APPLICATION OF IMAGE SONIFICATION METHODS TO MUSIC
Woon Seung Yeo and Jonathan Berger
Stanford University
Center for Computer Research in Music and Acoustics
woony@ccrma. stanford. edu
ABSTRACT
To utilize visual information for musical purpose, inevitable
time-based nature of sound should be understood and considered. Time is the principle dimension within which all
other auditory parameters are placed, and this poses a particular challenge to effective sonification of time independent images and their applications to music.
In this paper we present two concepts of time mapping,
scanning and probing, to provide a framework for conceptualizing mappings of static data to the time domain.

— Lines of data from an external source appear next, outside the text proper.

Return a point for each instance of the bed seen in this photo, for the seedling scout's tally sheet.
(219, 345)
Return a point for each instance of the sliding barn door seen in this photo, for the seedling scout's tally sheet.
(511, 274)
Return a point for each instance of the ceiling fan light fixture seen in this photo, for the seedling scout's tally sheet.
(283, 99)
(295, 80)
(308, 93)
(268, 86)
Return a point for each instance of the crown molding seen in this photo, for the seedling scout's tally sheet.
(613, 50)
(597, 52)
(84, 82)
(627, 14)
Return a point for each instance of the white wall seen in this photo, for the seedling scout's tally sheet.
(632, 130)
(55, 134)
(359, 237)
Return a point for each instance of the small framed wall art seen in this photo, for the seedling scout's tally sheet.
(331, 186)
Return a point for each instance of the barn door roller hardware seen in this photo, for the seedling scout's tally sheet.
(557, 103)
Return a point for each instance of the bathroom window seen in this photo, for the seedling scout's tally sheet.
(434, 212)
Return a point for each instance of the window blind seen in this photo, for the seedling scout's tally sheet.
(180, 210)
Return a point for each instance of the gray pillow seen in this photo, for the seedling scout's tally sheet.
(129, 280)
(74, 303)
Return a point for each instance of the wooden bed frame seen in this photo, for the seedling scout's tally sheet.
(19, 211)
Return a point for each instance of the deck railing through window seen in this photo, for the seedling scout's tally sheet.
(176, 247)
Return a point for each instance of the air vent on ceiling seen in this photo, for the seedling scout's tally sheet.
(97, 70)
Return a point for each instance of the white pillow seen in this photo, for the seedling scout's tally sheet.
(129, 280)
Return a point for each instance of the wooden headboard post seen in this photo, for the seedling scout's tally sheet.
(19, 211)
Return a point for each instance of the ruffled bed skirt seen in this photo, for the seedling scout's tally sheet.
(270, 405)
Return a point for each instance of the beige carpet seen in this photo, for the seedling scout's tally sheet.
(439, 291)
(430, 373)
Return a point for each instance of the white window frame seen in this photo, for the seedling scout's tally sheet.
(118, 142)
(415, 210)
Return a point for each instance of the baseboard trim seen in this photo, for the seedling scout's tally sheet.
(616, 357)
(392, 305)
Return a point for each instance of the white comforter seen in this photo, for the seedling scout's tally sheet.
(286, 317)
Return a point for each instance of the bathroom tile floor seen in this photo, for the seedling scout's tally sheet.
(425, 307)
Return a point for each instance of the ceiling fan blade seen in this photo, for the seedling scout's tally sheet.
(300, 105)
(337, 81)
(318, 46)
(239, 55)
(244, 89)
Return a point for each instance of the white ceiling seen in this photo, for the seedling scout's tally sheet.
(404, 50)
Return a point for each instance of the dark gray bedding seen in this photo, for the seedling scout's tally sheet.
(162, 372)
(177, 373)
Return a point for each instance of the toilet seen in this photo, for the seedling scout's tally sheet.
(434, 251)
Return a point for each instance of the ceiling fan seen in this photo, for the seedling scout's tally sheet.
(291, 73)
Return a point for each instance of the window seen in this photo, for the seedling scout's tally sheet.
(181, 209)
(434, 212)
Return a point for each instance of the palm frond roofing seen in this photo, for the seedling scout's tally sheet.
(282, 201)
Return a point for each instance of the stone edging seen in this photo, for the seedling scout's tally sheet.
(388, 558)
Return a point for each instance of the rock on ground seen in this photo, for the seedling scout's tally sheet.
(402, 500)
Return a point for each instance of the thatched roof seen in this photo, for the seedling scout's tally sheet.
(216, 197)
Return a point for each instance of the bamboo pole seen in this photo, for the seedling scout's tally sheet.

We then consider the geometric characteristics of images
to define meaningful references in time. Finally we discuss combination of scanning and probing methods in relation to human image perception model, and proceed to
suggest its musical applications and implementation with
SonART.
1. INTRODUCTION
Due to its inevitable time dependence, data representation
in the auditory domain should involve the problem of organization over time. In the area of auditory display, time
is not just a parameter, but the principle dimension within
which all other auditory parameters are placed. Although
this hardly becomes an issue for time ordered information, it plays a crucial role in the problem of sonification
of static data such as still images, which are neither organized in time nor containing any time-relevant information inside. Therefore, it requires a mapping to time that
is not arbitrarily oriented towards a left-right scan. So far,
however, the role of time as the principle in the auditory
display has not been paid enough attention compared to its
significance for designing and analyzing methods of image sonification. Even the most widely used and effective
methods such as inverse spectrogram mapping have not
been categorized in terms of time mapping.
Another important factor for image sonification is its
geometric characteristics. A still image is defined on a
two-dimensional space, and each of its pixels can have
three (RGB) or four (RGBA, or CMYK) different color
values. This multi-layered two-dimensional property makes
it possible to define different types of reference pointers
by which current dataset for sonification is located.
In this paper we present two major concepts of time
mapping for image sonification, scanning and probing, to
construct a meaningful mapping of static data to time domain. Together with this concept of time, we also suggest
the idea of pointers as an essential components of time
reference based on the geometric framework of images,
and discuss the problem of defining their paths. Examples
of mappings are also presented.
These concepts of time and geometry provide us a soild
theoretical background for understanding the mappings of
image sonification. Furthermore, they suggest the musical
perspective of image sonification: scanning and probing
methods can be understood by anaolgy with two different
playing styles of musical performances - strictly following scores vs. freely improvising. We discuss this in 4.2
together with the issue of human perception of images,
and present SonART[1] - a sonification framework which
offers a number of powerful features for processing multilayered image data.
2. CLASSIFICATION OF IMAGE SONIFICATION
MAPPINGS
For categorization of image sonification mappings, both
time and the geometric reference to time play crucial roles.
2.1. Construction of time: scanning vs. probing
Methods for organizaing time-independent data for auditory display can be generally classified into two major categories: whether they are pre-scheduled and fixed, or arbitrary and freely adjustable.
2.1.1. Scanning
The term scanning refers to the case in which data is scheduled to be sonified in a fixed, non-modifiable order. Figure
1 illustrates the mapping of inverse spectrogram method,
which is by far the most popular method for sonifying images. We refer to this as the inverse spectrogram in that the
sonification is analogous to the reconstruction of a sound
from its spectrogram.
The speed of scanning is usually fixed, and not allowed
to be changed arbitrarily throughout the process of sonification. More detailed description of inverse spectrogram
mapping is in 4.1. Scanning, however, is not necessarily
to be performed along a continuous path. Furthermore, it
does not have to cover the whole image area. This issue
of path for scanning is discussed in 2.2.2